En italique, les premières pages semblent sortir d’un cauchemar ; un être humain est enterré comme une bête dans un trou creusé dans un champ à la tombée du jour «Sans jamais lever la tête, juste en regardant à travers l’herbe, on les a vus tirer un corps d’une brouette et le balancer dans une fosse qui attendait déjà. Un pied dépassait du bord et tremblait, comme s’il pouvait sortir, comme si, en faisant un petit effort, il pouvait surgir de la terre qui se déversait.». Pourquoi ces pages ? Est-ce pour corroborer la mise en asile psychiatrique de Franck victime d’hallucinations ? Il me faudra attendre la fin du live que je saurai. Ces premières pages me feront appréhender d’une façon un peu différente le livre de Toni Morrison.
Balade et ballade américaines dans les années 1950. Balade qui n’a rien de romantique. Les nègres ont été « considérés » tant qu’ils servaient de chair à canons aux avant-postes. Ils sont peu nombreux à rentrer au pays, à avoir sauvé leur peau. Franck porte en lui ce sentiment de culpabilité qui fait qu’il n’ose retourner dans son village ; ses deux meilleurs potes sont restés en Corée, morts pour la patrie. Que lui réserve-t-on ? Une chambre en hôpital psychiatrique, assommé par les neuroleptiques. Quand il reçoit ce message, « Venez vite. Elle mourra si vous tardez » il décide de se sauver. Il tambourinera à la porte du presbytère de l’église épiscopale méthodiste africaine de Sion. A partir de ce moment, une chaîne humaine se met en branle qui lui permettra d’arriver jusqu’à sa petite sœur Cee. Les démons, les cauchemars sont là qui le hantent, annihilés par les bouteilles de whisky. Il trouvera la force d’aller au secours de sa sœur et trouver sa rédemption.

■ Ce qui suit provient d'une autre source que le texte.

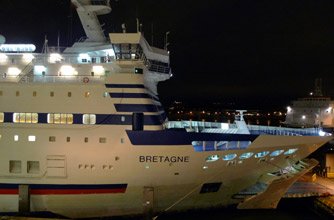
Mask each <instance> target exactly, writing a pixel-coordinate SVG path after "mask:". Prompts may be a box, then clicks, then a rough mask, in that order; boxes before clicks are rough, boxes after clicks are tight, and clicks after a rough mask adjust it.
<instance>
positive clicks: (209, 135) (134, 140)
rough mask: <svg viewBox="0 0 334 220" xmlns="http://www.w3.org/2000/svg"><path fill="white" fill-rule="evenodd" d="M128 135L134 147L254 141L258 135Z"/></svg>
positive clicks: (144, 134) (203, 133) (182, 133)
mask: <svg viewBox="0 0 334 220" xmlns="http://www.w3.org/2000/svg"><path fill="white" fill-rule="evenodd" d="M126 133H127V134H128V137H129V139H130V141H131V143H132V144H133V145H191V144H192V142H193V141H254V140H255V139H256V138H257V137H258V135H249V134H217V133H196V132H186V131H185V130H163V131H131V130H127V131H126Z"/></svg>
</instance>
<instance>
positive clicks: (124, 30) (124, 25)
mask: <svg viewBox="0 0 334 220" xmlns="http://www.w3.org/2000/svg"><path fill="white" fill-rule="evenodd" d="M122 30H123V33H126V27H125V24H124V23H123V24H122Z"/></svg>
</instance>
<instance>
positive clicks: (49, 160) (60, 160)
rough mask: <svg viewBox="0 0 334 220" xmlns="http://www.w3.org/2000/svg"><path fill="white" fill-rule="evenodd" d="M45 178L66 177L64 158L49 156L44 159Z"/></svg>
mask: <svg viewBox="0 0 334 220" xmlns="http://www.w3.org/2000/svg"><path fill="white" fill-rule="evenodd" d="M46 176H47V177H66V157H65V156H64V155H49V156H47V157H46Z"/></svg>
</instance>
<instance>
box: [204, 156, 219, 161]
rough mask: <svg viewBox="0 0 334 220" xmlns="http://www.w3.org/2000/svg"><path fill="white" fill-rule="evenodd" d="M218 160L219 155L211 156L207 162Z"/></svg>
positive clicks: (208, 156)
mask: <svg viewBox="0 0 334 220" xmlns="http://www.w3.org/2000/svg"><path fill="white" fill-rule="evenodd" d="M217 160H219V155H217V154H215V155H210V156H208V157H207V158H206V159H205V161H206V162H214V161H217Z"/></svg>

Nous découvrons la vie dure d’esclave des parents de Franck et Cee qui font qu’ils ne peuvent ou ne savent donner l’amour tant ils sont crevés. La grand-marâtre et sa haine les élève. Pauvre gamins, ils ont connu la haine bien jeune. Heureusement les deux enfants sont soudés et se soutiennent mutuellement.
Il y a des moments très durs dans ce livre « Mais avant cela, avant la mort de ses gars, il avait été témoin de l’autre. Celle de l’enfant venue fouiller dans les ordures, agrippant une orange, qui avait souri, puis dit « miam-miam » avant que le soldat ne lui fasse sauter la cervelle ». Plus tard, Franck nous éclairera et c’est encore plus douloureux.
Pas beaucoup de bonheur à quoi se raccrocher. Il y a les femmes, Franck en parle avec tant de douceur «… je n’ai eu que deux régulières. J’aimais bien la petite chose fragile à l’intérieur de chacune d’elles. » Ou « Elle avait quelque chose qui m’a stupéfait, qui m’a donné envie d’être assez bien pour elle »
La trame est simple, mais la vie des noirs dans les années 50-60 ne l’était pas. Ce bouquin est d’une grand densité, pas de remplissage inutile, elle va droit au but. Pas de grandes descriptions, et pourtant tout est dit. La restitution du sud des USA de cette époque est là devant nos yeux. Les humiliations, la peur, la haine raciale, oui, tout est là.
C’est le premier Toni Morrison que je lis, grâce aux avis de mes copinautes. C’est un vrai coup de cœur. Je pense que je vais remonter le courant de ses livres et découvrir ces ouvrages précédents.